What is Venture Investing?

Posted by Erica Duignan Minnihan on Jul 6, 2016 1:17:45 PM


Venture capital is money provided by investors to startup firms and small businesses with perceived long-term, high-growth potential. This is a very important source of funding for startups that do not have access to capital markets.

Although these investments are much higher risk than public market investments, they also tend to have much higher expected return potential. This high-risk, high-return-potential asset profile makes it very important to take a portfolio approach when making venture investments.

Venture Investing has become a very important source growth capital for the US economy over the last 30 years. More and more innovation is happening outside of large corporations and inside small, nimble startups. Do you wonder why that is the case?

Large public companies have what is known as a “cost of capital”. This cost of capital is distributed between the cost of any outstanding debt (the “interest rate”), and the required return on equity. The lower the cost of capital for a public company, the higher the stock price. This is because the company’s stock price is calculated by discounting the projected earnings by the cost of capital. A lower discount rate equals a higher price.

So, you can understand why big public companies are incentivized the keep the perceived risk of their earnings streams low, resulting in a lower weighted average cost of capital, and .... you guessed it .... a higher stock price. The greater the uncertainty, the greater the cost of capital. And it is for this reason that enterprise managers prefer that “innovation” and the additional risk that comes with it, happens off their balance sheet.
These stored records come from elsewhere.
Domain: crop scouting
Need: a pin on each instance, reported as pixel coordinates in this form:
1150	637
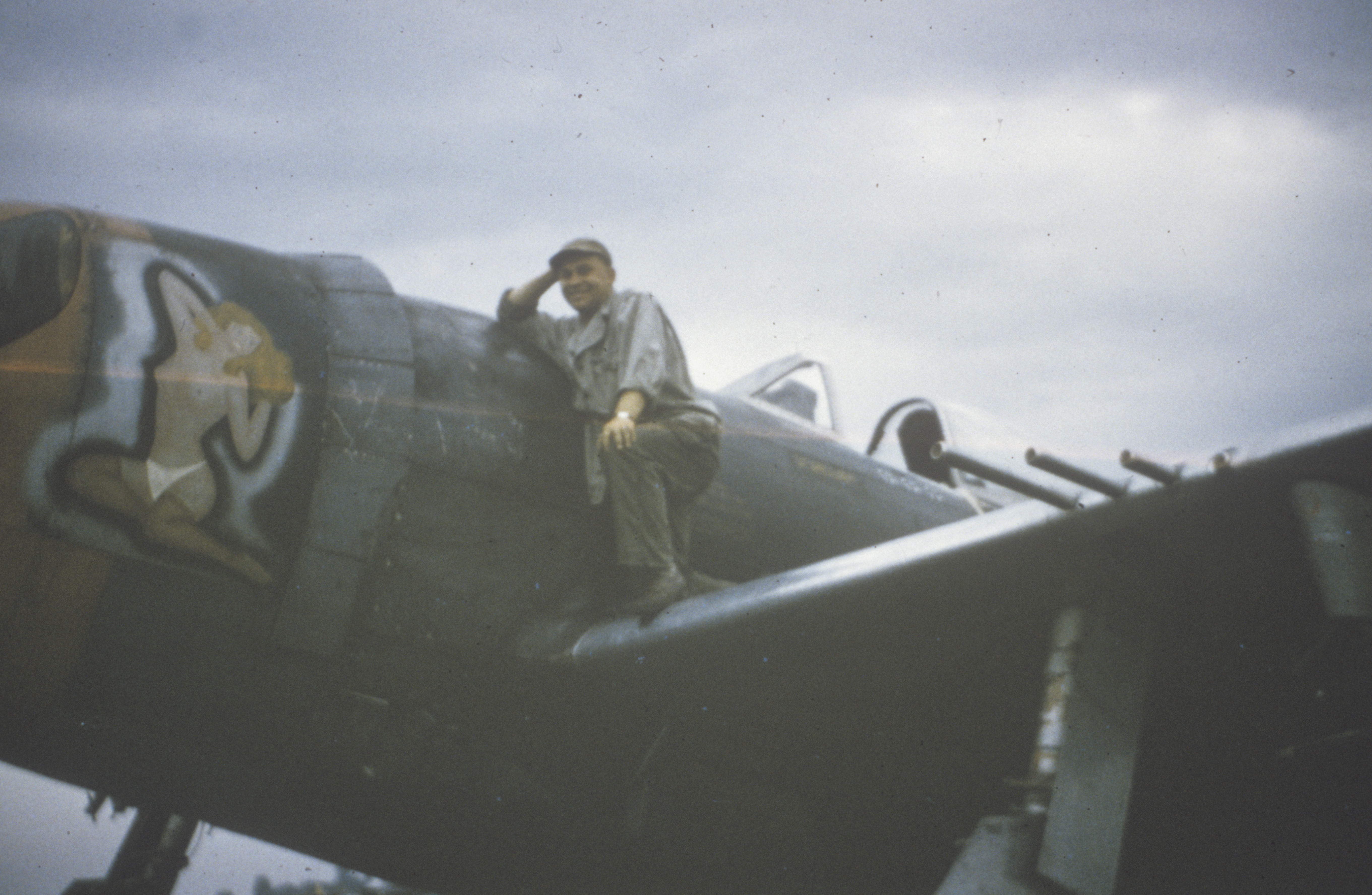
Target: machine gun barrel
1076	475
946	454
1157	472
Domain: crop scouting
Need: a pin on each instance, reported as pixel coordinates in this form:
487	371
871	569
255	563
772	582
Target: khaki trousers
655	484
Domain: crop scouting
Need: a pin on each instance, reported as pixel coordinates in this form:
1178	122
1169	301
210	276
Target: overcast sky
1113	225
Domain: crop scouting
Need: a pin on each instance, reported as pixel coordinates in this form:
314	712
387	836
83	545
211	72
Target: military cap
580	247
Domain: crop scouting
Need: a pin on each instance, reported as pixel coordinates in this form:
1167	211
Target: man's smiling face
588	283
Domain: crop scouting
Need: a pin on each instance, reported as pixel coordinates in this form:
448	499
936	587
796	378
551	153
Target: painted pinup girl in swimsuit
224	367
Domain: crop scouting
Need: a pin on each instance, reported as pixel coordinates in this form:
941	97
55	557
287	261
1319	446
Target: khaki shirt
629	345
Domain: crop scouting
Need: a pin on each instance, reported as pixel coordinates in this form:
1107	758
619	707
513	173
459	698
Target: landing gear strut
150	860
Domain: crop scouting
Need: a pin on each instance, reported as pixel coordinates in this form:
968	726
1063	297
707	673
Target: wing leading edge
1223	683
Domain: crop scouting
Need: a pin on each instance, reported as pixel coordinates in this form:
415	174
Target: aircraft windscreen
40	260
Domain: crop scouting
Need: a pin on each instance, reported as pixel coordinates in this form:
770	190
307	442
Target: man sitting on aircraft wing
651	443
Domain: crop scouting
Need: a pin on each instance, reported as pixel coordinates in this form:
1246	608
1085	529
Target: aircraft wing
1220	701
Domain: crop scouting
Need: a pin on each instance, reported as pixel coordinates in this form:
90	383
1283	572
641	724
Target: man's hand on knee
619	434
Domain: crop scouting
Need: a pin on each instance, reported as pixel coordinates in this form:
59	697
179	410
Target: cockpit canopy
795	386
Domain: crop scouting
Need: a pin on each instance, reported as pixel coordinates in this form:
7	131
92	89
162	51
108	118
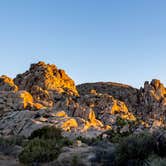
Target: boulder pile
45	95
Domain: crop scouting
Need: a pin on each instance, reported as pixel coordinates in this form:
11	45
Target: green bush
115	137
89	141
38	151
44	145
135	149
158	162
47	132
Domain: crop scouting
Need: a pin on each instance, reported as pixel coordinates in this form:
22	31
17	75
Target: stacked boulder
44	81
11	99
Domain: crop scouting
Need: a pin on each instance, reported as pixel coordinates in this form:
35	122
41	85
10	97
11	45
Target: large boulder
47	77
14	101
7	84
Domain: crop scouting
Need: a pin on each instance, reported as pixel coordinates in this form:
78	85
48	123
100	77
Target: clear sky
93	40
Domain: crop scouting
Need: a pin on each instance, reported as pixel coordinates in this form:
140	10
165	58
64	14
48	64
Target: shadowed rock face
122	92
43	81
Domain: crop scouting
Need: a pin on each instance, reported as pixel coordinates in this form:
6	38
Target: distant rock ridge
46	95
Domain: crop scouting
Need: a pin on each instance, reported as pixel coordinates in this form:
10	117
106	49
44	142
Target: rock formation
46	95
43	81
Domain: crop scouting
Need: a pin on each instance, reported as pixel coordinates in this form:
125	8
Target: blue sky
93	40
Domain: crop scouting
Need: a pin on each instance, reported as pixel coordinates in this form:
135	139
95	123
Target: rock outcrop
43	80
7	84
46	95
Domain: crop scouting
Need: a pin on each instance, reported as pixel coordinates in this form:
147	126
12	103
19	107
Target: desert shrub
89	141
104	154
161	142
47	132
135	149
11	146
38	151
44	145
121	122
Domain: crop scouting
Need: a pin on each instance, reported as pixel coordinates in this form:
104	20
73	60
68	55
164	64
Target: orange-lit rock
7	84
42	80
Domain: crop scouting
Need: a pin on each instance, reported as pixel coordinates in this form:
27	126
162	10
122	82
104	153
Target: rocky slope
45	95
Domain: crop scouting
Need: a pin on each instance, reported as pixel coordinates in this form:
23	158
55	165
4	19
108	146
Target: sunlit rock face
46	95
43	80
7	84
152	102
14	101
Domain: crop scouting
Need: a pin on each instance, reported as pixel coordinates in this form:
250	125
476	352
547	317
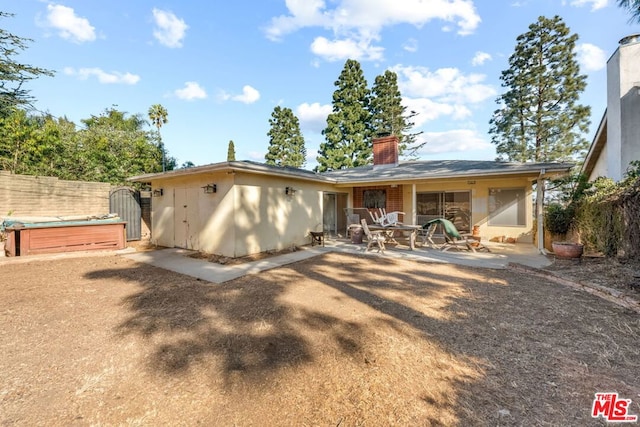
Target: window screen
507	206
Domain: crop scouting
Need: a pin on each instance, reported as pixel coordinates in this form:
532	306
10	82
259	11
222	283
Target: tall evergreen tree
633	6
286	143
159	116
13	75
540	118
388	115
348	132
231	152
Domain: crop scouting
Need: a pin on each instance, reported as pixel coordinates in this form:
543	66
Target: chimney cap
631	38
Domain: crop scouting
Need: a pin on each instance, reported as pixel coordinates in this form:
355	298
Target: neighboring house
239	208
617	140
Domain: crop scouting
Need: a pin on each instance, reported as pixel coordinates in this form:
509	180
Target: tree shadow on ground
468	346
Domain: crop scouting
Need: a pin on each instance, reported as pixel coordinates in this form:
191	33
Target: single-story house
617	140
241	207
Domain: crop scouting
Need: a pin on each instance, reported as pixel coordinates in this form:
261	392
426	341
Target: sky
220	68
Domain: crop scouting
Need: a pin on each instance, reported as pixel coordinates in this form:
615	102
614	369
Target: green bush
558	218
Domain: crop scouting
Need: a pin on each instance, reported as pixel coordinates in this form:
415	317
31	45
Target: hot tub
31	237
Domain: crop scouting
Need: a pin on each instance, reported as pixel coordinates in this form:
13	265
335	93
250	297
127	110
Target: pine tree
286	143
348	131
540	119
231	152
633	6
388	115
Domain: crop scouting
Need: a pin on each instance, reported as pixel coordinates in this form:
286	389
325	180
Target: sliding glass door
452	205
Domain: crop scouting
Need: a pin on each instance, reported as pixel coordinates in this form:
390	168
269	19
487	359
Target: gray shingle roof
434	169
405	171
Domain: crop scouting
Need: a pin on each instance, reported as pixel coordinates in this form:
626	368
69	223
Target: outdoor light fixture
210	188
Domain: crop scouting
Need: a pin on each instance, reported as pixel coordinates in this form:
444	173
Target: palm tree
632	6
158	116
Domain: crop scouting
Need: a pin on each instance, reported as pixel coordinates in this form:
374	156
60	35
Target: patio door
332	205
452	205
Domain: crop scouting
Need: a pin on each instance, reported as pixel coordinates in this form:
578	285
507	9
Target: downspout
540	211
414	205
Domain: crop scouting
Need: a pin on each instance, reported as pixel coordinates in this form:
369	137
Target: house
239	208
617	140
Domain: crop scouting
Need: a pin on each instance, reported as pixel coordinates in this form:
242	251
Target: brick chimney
385	151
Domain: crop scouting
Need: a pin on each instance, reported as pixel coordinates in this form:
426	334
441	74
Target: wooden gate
125	201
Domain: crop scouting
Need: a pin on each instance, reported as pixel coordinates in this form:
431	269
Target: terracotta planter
567	250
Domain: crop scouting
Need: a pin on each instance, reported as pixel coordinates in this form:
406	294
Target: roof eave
231	167
534	173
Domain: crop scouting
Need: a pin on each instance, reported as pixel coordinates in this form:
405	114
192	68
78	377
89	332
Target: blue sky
220	68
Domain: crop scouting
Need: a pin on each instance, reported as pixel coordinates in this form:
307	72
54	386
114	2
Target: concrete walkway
499	257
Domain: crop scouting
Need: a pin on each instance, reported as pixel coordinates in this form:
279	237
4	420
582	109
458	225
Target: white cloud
445	84
104	77
249	95
410	45
591	57
170	29
595	4
372	15
356	24
446	92
455	141
313	116
69	25
480	58
346	49
191	91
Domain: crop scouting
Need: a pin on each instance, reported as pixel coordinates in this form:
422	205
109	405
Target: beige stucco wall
204	224
479	189
600	168
248	214
268	219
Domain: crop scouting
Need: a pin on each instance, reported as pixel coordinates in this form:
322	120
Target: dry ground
335	340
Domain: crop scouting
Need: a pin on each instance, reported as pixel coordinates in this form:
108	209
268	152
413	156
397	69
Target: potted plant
559	219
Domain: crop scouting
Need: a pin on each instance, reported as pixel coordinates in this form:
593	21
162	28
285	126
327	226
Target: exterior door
186	218
329	207
125	202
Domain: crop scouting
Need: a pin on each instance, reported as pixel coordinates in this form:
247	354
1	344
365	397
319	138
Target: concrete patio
499	258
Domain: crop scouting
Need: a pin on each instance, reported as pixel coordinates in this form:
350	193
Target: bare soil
335	340
621	275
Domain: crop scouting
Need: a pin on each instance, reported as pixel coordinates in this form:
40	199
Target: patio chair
373	238
352	219
453	238
392	218
428	233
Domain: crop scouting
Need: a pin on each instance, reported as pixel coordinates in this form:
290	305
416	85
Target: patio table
390	230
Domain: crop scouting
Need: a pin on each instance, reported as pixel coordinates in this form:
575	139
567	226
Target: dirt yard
338	340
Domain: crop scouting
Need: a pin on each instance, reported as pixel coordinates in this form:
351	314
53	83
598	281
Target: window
375	199
507	207
454	206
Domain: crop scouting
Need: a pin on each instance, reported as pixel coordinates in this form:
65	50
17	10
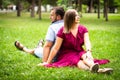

Enter the venture capital market. This is a “special” pool of capital specifically designed to handle the high-risk, high-return nature of the innovation economy. And although some venture-backed companies eventually go public, the vast majority are acquired by public companies one their growth is large and stable enough to be “accretive” to earnings without increasing the perceived risk of the cash flows.

This is also why we have a record number of US employees working at “money-losing” companies. All that investment that used to happen within a public company, now happens outside the company, at a startup. And then all those “losses” are recouped when the startup sells to a larger company that can integrate what it has built profitably into its much larger machine.

And that my friends, it what venture investing is all about.